Turkey’s efforts to make progress in Operation Olive Branch while working on new Syrian de-escalation monitoring outposts east of Idlib may increase military risks, but they keep Turkey in the game.
A Turkish military armoured vehicle guards on the border line located opposite the Syrian town of Atimah, Idlib province, in this picture taken from Reyhanli, Hatay province, Turkey October 10, 2017. REUTERS/Osman Orsal - RC117E0C0980

While the Turkish news media is breathlessly reporting every minor detail of the military's offensive in Syria — describing movements village by village, hilltop by hilltop — Turkey is quietly taking major steps to erect another military observation outpost east of Idlib. The effort is part of the de-escalation negotiated last year in Astana, Kazakhstan, in which Turkey, Russia and Iran decided to impose and supervise a cease-fire to enable delivery of humanitarian assistance and allow displaced people to return to their homes.

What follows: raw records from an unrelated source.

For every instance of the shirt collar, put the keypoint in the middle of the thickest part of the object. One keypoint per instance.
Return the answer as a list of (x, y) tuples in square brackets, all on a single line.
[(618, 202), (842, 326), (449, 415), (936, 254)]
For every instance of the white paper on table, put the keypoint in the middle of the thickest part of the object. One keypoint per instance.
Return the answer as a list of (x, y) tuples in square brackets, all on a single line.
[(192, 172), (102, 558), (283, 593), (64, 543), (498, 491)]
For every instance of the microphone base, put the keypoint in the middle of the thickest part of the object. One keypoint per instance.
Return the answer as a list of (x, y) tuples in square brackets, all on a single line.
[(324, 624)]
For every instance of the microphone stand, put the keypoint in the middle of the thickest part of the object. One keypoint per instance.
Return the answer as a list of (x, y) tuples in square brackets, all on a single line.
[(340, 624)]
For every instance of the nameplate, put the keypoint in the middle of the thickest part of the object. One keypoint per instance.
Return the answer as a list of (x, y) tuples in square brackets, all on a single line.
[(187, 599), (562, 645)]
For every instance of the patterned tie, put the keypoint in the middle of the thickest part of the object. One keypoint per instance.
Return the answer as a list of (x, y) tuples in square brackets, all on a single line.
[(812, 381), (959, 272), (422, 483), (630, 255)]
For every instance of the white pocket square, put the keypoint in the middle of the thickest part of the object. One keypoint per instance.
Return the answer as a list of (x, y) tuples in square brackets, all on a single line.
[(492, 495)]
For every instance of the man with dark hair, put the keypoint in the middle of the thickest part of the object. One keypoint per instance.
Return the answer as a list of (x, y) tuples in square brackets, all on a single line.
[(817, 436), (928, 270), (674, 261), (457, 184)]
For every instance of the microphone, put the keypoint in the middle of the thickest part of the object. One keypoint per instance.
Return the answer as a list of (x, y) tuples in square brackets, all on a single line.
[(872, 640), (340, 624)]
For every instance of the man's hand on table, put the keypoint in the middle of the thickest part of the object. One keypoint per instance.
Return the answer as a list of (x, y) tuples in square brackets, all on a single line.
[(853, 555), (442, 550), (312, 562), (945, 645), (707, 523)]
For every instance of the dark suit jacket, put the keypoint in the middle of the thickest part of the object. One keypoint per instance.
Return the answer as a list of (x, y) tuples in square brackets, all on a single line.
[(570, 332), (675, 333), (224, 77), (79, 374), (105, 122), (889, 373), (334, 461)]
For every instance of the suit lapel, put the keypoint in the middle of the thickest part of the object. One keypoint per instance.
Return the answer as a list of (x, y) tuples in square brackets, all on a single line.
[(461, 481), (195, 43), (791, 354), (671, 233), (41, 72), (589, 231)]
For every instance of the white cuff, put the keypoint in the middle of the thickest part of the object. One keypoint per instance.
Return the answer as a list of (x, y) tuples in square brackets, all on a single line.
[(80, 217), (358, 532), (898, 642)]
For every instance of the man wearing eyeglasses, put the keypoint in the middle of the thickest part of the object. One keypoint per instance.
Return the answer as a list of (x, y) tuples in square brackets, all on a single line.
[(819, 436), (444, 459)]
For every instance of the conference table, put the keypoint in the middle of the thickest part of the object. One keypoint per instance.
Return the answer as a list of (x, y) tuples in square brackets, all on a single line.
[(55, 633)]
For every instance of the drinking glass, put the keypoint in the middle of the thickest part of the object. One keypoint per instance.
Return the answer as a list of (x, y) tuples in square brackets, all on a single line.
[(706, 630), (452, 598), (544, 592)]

Also according to the agreement, Turkey is to establish 12 observation posts, creating a mini buffer zone to contain areas in Afrin held by the Kurdish People's Protection Units (YPG). The goals are to separate Aleppo from nearby Idlib province, which is controlled mainly by the Islamist group Hayat Tahrir al-Sham (HTS), and to halt any YPG aspirations to move westward in Idlib province and create a corridor to the Mediterranean Sea.